Il primo giorno della mia vita
di Paolo Genovese
Italia, 2023
Con: Toni Servillo (Uomo), Valerio Mastandrea (Napoleone), Margherita Buy (Arianna), Sara Serraiocco (Emilia), Gabriele Cristini (Daniele)
Trailer del film
Di fronte alla volontà e alla prassi di un vivente che decide di porre fine alla propria esistenza, credo che debba valere soltanto un silenzio rispettoso e inquieto. Si tratta infatti di un gesto che sembra confliggere in modo clamoroso con il Wille zum Leben, con il desiderio di continuare a vivere che intrama ogni entità biologica, qualunque specie animale e vegetale. E tuttavia è un gesto che accade. E non poi così di rado. Chiedersi ‘perché?’ è insieme ozioso e tracotante, così diverse e così intime e oscure possono essere le ragioni che inducono a spegnere la propria vita. E diverse sono infatti le motivazioni e le modalità che hanno indotto Arianna, Emilia, Napoleone e Daniele a uccidersi. Arianna era una poliziotta che aveva perso la figlia sedicenne; Emilia una grande ginnasta che arrivava sempre seconda e che un incidente ha ridotto in carrozzina; Napoleone era un motivatore di successo, una specie di guru teso a convincere che la vita merita sempre di essere vissuta; Daniele era un ragazzino indotto dal padre a diventare un fenomeno social, nei cui video virali lo si vede divorare in pochi minuti decine e decine di dolci.
Tutti costoro erano o ancora sono? Non è chiaro. Un non meglio precisato personaggio sembra infatti convincerli all’ultimo istante di darsi ancora del tempo, ancora una settimana entro la quale potranno cambiare idea e annullare il gesto che li ha uccisi. Essi esistono dunque in una condizione nella quale nessuno li può vedere ma loro osservano tutto e constatano, tra le altre cose, quanto «vedere la vita senza di noi è doloroso sempre, e non perché è bella o brutta ma perché va avanti, va avanti comunque».

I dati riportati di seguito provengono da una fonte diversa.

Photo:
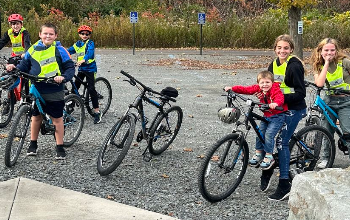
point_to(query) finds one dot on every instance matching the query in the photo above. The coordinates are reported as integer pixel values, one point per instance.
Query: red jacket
(273, 95)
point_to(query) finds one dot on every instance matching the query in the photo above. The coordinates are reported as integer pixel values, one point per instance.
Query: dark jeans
(90, 79)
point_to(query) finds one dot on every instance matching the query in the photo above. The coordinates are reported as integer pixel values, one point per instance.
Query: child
(272, 95)
(18, 36)
(85, 50)
(45, 58)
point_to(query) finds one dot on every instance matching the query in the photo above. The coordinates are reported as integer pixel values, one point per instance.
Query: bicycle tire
(18, 135)
(7, 105)
(73, 119)
(218, 179)
(111, 154)
(161, 134)
(104, 96)
(315, 137)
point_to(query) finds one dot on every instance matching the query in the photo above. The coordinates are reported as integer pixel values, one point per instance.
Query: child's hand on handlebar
(58, 79)
(227, 88)
(10, 67)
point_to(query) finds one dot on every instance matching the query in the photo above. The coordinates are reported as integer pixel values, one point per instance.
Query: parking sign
(133, 17)
(201, 18)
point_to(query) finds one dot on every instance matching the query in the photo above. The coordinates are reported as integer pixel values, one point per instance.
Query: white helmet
(229, 115)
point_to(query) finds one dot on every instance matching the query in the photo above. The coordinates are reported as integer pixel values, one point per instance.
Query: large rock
(323, 195)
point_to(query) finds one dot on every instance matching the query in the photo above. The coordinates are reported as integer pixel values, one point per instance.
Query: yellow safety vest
(16, 42)
(47, 60)
(279, 72)
(81, 52)
(336, 80)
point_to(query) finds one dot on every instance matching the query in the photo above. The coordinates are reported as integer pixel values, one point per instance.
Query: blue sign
(201, 18)
(133, 17)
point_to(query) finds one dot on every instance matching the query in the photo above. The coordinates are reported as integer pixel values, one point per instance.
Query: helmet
(15, 17)
(229, 114)
(84, 28)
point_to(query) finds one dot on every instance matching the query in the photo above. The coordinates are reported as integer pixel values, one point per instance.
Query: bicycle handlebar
(133, 82)
(262, 106)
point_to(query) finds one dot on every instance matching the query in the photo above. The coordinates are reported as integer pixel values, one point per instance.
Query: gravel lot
(167, 184)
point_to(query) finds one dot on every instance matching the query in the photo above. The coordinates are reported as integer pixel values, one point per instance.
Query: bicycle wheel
(223, 168)
(19, 135)
(305, 148)
(73, 119)
(164, 130)
(104, 93)
(116, 145)
(7, 103)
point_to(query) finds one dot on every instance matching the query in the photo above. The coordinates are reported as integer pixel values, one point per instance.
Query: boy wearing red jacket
(270, 94)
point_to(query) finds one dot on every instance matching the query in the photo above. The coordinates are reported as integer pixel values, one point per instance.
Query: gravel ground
(167, 184)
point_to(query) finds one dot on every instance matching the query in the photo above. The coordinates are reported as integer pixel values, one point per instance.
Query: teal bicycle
(320, 109)
(19, 134)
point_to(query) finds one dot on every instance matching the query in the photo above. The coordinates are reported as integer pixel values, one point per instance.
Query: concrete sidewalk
(27, 199)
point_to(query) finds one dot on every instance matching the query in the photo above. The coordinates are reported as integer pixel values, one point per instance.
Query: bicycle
(103, 89)
(9, 97)
(160, 133)
(320, 109)
(73, 118)
(226, 162)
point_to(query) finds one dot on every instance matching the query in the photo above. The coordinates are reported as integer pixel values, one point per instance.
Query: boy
(18, 36)
(46, 58)
(272, 95)
(85, 50)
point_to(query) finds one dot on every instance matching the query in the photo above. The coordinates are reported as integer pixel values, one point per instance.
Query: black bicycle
(159, 133)
(226, 162)
(19, 134)
(103, 89)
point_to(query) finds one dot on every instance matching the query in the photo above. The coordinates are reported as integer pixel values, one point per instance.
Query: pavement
(26, 199)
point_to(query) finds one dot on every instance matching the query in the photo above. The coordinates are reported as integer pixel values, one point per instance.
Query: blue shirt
(63, 59)
(89, 54)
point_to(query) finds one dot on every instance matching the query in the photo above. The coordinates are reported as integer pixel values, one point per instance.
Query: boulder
(323, 195)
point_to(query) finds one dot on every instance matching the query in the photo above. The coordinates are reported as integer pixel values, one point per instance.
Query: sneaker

L’uomo che ha provvisoriamente sospeso il loro gesto non si sa chi e che cosa sia. È capace di aprire luoghi e situazioni con grande facilità; di far intravedere qualcosa del loro futuro, nel caso decidessero di averne uno; di mettere in atto alcuni poteri che attribuiremmo senz’altro a un dio ma che sono esercitati certamente da un umano che ha dei limiti oltre i quali non può andare.
Se il suicidio è un “crimine” perché infrange il corso delle cose voluto dalla potenza divina, allora secondo David Hume andrebbe giudicato altrettanto colpevole ogni e qualsiasi intervento sulla natura, le sue leggi, le sue manifestazioni: «Se disporre della vita umana fosse un diritto esclusivo dell’Onnipotente, tanto che fosse una violazione del suo ufficio per gli uomini disporre delle proprie vite, sarebbe ugualmente criminoso agire per la sua conservazione come per la sua distruzione» (Sul suicidio e altri saggi scelti, Villaggio Maori Edizioni, 2008, p. 15). Tra le altre argomentazioni humeane a difesa del suicidio ce n’è una la cui verità è evidente, quella per la quale «nessun uomo abbia gettato via la vita, finché essa era degna di essere conservata» (p. 20).
È questa attenzione alla qualità dell’esistere a essere del tutto disprezzata dal fanatismo e dalla superstizione che vogliono legare gli umani alla sofferenza come se essa fosse un valore da perseguire invece che un male da, sino a che è possibile, evitare. Superstizione che «rende gli uomini timorosi e sottomessi» (p. 24).
A tale superstizione Hume oppone la saggezza dei pagani, ben riassunta nelle parole di Seneca e di Plinio. Il primo ringrazia Dio «quod nemo in vita teneri potest» (Epist. 12), del fatto che nessuno può conservare per sempre la propria vita. Il secondo compiange il divino proprio perché non può, anche se lo volesse, darsi la morte: «Deus non sibi potest mortem consciscere, si velit, quod homini dedit optimum in tantis vitae poenis» (Nat. Hist. II, 5).
Un tema così profondo, delicato e controverso è affrontato in questo film in modo anche geometrico e freddo. Caratteristica che secondo alcuni critici e spettatori lo indebolisce. Io credo invece che sia una delle sua migliori qualità. Con i suoi primi piani e con un narrare sospeso, Paolo Genovese è capace di entrare a fondo nelle vicende umane e nella loro interiorità, come già accadeva in Perfetti sconosciuti (2016) e soprattutto in The Place (2017).